Here we go again.
Every single morning.
I hate you.
I despise you.
Yet I have to deal with you every…single…day for the rest of my life. You help me have “somewhat” of a normal life. You help me not be “crazy”. You keep me “happy”.
For the most part.
But I hate taking you
I hate having to depend on you to keep me from drowning in my life challenges that most normal people can deal with on a daily basis.
I hate having my husband look at me some days and say, “have you taken your medicine?” because believe it or not, he knows when I haven’t. I’m too difficult to deal with. I’m hard to reason with. And it’s all stupid.
It’s stupid that I can go to a counselor and talk to her and she thinks I am reasonable, functional person who has empathy for the next person, but that I can exhibit such opposite behavior that it would make anyone question my ability to be “sane.”
I am someone who suffers slightly from “Pollyanna Optimism” and ALSO depression. How is that even possible? How can someone ALWAYS look at the bright side of things and yet always feel the negativity on the inside. Even typing that makes me sound crazy.
Because it is. It’s not normal.
This has been one hell of a year for me.
And here I am again accepting the reality that I have to deal with these demons for the rest of my life. It gets debilitating on a daily basis and I get worn down trying to “positive talk” to myself to keep all of the other crap out. It’s draining.
When things go wrong in my life … which happens quite often … I am right back there…
“There you go again Beth. That’s your life. That’s what you do. You piss people off and don’t know how to function as a normal human being in certain circumstances. You can keep trying. You can keep having faith. But you’ll screw up again. And you’ll lose another friend. And maybe another family member. Because they don’t get you. And why should they? You don’t even understand yourself and why you act and say some of the things you do! Why should you expect anyone else to have empathy and compassion for you?

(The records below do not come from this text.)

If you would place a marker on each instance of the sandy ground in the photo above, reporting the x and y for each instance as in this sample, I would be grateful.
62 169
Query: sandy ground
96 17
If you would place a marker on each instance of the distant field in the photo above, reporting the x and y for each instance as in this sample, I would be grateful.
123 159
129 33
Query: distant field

You’re a screw up and there are so many things in your life that have proven that. Sure, you have a lot to be thankful for….but there are a lot of sins lurking in the background that you have committed and unfortunately you will never get away from them. You’ve been a liar, a cheater, and a repeat sinner in every shape of the word. That’s who you are. You’ve just got to deal with it.”
And so the downward spiral of depression goes.
I’m tired.
I’m angry.
Quite honestly, it pisses me off!
Why in the world can’t I just be normal?? Why did God inflict this upon me?! How can anyone that deals with this crap ever be of a use or positive help to anyone else? I can’t fix myself. I have to have a stupid pill “fix” me.
And even that is just a mask.
So… here I go.
Putting my mask on today.
To hide from myself. And from you.
To keep you from seeing the sins that I drag around daily.
The mask that keeps me from beating myself up too much.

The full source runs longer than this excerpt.